Mainstream Media Beat the Drums for War With Iran

As Gaza continues to crumble and Gazans continue to starve, one might have been forgiven for expecting our mainstream press to cover the United States’ and Israel’s lurch toward war with Iran cautiously, minding the exorbitant costs of vindicating state violence. A close survey of five national news organizations’ coverage of the bombings of Iran, however, reveals reflexively hawkish tones and tactics reminiscent of media reportage in the months preceding Iraq’s invasion twenty-two years ago.

When the Trump administration carried out shock-and-awe bombings of Iran’s nuclear facilities on June 21, just over a week after Israel launched preemptive strikes on hundreds of locations inside Iran, the Washington Post, the New York Times, the Wall Street Journal, CNN, and the Associated Press published flurries of articles and editorials that ignored historical and recent context unfavorable to the United States and Israel. Instead, they supplied a lopsided picture hinging on the premise that Iran is a “malignactor, infinitely less deserving of nuclear arms than either of the ultramodern military allies bombing it. Accompanying this premise came the (perhaps less intentional) one that the Iranian government and citizenry are undeserving of sensitive, impartial analysis.
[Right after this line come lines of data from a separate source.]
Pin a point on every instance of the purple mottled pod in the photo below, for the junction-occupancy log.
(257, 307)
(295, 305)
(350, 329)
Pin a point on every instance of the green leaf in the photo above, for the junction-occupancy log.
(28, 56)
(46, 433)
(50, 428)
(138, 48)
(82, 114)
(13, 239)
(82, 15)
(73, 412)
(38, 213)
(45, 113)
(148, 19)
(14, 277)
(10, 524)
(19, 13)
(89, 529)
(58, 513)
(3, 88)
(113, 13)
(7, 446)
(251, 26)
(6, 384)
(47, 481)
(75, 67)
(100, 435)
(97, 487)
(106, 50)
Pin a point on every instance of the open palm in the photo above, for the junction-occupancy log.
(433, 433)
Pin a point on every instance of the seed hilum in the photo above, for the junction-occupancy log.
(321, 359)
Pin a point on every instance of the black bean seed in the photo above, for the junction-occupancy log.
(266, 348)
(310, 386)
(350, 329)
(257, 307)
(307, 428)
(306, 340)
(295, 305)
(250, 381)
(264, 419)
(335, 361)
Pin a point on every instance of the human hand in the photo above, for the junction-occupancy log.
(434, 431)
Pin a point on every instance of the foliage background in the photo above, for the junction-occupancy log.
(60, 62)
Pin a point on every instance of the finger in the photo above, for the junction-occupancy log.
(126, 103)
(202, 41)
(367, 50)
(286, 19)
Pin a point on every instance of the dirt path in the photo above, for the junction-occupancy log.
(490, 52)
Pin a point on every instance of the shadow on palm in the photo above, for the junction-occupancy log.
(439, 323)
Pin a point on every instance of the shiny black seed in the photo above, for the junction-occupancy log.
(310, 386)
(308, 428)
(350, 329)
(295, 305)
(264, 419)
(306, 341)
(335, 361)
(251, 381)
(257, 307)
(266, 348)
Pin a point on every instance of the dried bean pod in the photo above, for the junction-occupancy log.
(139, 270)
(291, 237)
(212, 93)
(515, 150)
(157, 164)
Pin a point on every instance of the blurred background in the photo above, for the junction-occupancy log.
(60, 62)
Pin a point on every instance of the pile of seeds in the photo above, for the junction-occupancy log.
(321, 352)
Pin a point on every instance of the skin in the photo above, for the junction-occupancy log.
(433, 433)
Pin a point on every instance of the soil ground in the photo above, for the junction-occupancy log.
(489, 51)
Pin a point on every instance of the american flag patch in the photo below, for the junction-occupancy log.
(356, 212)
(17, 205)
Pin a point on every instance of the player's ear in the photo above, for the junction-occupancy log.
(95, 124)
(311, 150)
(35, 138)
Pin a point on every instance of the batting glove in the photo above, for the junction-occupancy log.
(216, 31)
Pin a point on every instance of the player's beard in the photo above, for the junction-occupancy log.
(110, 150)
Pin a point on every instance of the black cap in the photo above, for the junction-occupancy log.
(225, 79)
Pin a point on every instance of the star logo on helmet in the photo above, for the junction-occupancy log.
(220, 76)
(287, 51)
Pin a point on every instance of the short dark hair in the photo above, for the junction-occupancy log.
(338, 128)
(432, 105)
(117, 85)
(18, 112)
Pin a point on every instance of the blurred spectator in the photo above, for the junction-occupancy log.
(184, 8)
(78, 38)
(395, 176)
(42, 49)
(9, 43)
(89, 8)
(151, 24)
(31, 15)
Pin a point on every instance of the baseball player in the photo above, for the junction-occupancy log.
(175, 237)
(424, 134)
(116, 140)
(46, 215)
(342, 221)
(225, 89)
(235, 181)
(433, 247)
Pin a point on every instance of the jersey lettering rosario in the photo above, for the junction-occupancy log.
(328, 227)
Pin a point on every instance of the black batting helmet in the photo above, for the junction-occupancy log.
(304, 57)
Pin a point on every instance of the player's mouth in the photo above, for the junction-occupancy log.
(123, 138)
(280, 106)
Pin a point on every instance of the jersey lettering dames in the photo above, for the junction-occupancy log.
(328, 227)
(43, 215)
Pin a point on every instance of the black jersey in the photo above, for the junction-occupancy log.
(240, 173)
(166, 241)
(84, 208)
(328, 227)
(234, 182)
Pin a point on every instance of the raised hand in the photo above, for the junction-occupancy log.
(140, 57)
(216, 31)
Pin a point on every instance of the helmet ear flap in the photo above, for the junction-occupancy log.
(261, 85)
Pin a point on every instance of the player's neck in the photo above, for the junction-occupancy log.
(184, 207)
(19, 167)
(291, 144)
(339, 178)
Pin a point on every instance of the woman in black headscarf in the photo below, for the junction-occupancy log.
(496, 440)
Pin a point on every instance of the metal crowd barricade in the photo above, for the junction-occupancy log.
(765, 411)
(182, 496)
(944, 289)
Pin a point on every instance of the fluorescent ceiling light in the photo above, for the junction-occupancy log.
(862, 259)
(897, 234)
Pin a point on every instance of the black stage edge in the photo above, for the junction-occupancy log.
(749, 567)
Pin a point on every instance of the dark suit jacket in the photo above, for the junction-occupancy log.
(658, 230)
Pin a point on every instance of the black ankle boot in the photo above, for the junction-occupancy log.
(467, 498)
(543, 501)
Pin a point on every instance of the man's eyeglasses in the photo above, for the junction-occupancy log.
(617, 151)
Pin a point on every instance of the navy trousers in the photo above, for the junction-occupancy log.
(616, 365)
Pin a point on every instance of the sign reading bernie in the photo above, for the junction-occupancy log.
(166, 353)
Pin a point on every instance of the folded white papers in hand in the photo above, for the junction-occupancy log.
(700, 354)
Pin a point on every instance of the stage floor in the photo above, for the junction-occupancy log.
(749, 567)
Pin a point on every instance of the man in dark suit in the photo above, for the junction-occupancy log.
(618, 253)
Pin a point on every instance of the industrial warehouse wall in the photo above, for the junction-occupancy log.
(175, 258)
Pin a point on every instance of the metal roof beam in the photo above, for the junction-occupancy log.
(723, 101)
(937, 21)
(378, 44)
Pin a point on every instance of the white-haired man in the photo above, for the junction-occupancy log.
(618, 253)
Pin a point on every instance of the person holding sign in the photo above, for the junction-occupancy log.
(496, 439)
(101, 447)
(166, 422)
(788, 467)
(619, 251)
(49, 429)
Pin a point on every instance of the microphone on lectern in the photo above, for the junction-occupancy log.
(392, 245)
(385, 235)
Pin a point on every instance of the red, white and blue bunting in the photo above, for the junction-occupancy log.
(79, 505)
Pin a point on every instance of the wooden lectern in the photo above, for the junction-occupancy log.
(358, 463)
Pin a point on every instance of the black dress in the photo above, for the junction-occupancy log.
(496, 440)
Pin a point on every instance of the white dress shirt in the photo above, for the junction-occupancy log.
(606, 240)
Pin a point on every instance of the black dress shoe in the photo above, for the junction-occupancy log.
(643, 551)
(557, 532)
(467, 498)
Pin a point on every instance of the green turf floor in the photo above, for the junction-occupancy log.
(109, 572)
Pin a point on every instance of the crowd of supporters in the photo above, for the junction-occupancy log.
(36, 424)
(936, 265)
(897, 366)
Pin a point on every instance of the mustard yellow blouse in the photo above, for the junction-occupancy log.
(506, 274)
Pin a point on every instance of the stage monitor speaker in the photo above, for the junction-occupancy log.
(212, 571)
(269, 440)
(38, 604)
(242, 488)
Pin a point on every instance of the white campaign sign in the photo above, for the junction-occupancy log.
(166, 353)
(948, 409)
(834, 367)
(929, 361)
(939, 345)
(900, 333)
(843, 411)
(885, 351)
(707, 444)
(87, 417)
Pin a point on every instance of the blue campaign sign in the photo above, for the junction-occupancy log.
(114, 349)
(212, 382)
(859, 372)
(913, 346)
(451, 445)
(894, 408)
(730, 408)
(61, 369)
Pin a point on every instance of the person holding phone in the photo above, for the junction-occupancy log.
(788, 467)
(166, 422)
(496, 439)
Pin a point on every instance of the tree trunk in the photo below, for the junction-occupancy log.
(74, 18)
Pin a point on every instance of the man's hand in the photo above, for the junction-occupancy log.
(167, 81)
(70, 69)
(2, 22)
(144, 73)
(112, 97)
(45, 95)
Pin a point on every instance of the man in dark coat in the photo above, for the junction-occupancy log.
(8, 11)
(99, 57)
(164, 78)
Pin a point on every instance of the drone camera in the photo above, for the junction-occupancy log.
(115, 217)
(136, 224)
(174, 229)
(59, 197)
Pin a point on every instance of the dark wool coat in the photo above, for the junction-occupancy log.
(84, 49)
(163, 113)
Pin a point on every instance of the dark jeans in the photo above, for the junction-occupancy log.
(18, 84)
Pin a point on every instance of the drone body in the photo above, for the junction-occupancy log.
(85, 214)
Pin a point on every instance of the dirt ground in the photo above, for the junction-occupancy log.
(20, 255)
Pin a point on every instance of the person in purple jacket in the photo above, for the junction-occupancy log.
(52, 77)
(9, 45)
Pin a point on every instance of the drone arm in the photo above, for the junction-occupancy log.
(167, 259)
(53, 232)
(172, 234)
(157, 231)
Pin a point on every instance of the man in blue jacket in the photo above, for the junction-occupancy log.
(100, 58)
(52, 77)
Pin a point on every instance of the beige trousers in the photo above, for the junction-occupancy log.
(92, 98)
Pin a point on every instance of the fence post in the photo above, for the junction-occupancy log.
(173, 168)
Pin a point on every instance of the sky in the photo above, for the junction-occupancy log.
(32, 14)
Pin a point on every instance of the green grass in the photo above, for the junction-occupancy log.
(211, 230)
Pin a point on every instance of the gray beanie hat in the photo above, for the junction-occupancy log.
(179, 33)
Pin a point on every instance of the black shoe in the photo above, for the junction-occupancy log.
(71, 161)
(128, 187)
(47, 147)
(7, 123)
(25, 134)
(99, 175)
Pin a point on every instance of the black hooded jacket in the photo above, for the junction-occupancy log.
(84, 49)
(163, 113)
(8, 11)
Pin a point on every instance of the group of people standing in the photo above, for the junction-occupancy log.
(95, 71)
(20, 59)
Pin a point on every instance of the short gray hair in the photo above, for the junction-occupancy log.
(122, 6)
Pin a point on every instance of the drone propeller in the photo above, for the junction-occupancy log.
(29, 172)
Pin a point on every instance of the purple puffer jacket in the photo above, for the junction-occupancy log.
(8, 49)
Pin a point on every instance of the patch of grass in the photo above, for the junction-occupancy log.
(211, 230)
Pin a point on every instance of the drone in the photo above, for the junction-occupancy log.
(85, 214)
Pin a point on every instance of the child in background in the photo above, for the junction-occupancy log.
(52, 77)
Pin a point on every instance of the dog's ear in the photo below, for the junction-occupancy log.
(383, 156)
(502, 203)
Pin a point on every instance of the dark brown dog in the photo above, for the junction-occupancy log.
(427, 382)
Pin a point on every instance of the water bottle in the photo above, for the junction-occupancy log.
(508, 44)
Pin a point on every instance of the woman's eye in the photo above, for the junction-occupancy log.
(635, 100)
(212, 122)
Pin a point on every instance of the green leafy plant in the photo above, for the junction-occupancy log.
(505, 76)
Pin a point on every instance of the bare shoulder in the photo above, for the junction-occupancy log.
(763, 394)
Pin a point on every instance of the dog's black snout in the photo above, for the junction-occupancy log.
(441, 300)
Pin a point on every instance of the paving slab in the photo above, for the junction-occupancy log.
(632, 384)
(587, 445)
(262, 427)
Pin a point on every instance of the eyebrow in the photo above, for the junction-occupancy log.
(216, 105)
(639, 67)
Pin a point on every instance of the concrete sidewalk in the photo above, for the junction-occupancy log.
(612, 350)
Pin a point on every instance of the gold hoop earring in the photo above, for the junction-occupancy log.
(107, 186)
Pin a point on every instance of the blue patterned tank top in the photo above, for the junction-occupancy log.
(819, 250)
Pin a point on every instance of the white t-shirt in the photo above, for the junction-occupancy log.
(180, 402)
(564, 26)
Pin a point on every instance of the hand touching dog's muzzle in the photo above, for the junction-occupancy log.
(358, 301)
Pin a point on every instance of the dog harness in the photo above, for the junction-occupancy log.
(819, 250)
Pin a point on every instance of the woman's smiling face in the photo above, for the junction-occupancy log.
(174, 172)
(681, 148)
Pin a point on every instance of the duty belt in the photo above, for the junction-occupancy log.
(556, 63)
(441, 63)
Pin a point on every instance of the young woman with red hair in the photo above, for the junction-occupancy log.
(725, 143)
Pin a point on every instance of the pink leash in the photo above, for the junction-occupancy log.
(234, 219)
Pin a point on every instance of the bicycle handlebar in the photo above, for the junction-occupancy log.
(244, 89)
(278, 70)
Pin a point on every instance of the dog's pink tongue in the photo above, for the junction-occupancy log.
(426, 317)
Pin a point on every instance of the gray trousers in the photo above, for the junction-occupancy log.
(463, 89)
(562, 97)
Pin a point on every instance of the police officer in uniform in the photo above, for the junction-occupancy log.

Over the twelve days in June during which Israel and Iran traded missile fire, the five foregoing news organizations largely shrugged off basic journalistic covenants that might have been seen as favorable to Iran. Absent from the coverage was scrutiny of the legality or validity of assassinations, civilian deaths, infrastructural damage, and threats of regime change within the Islamic republic.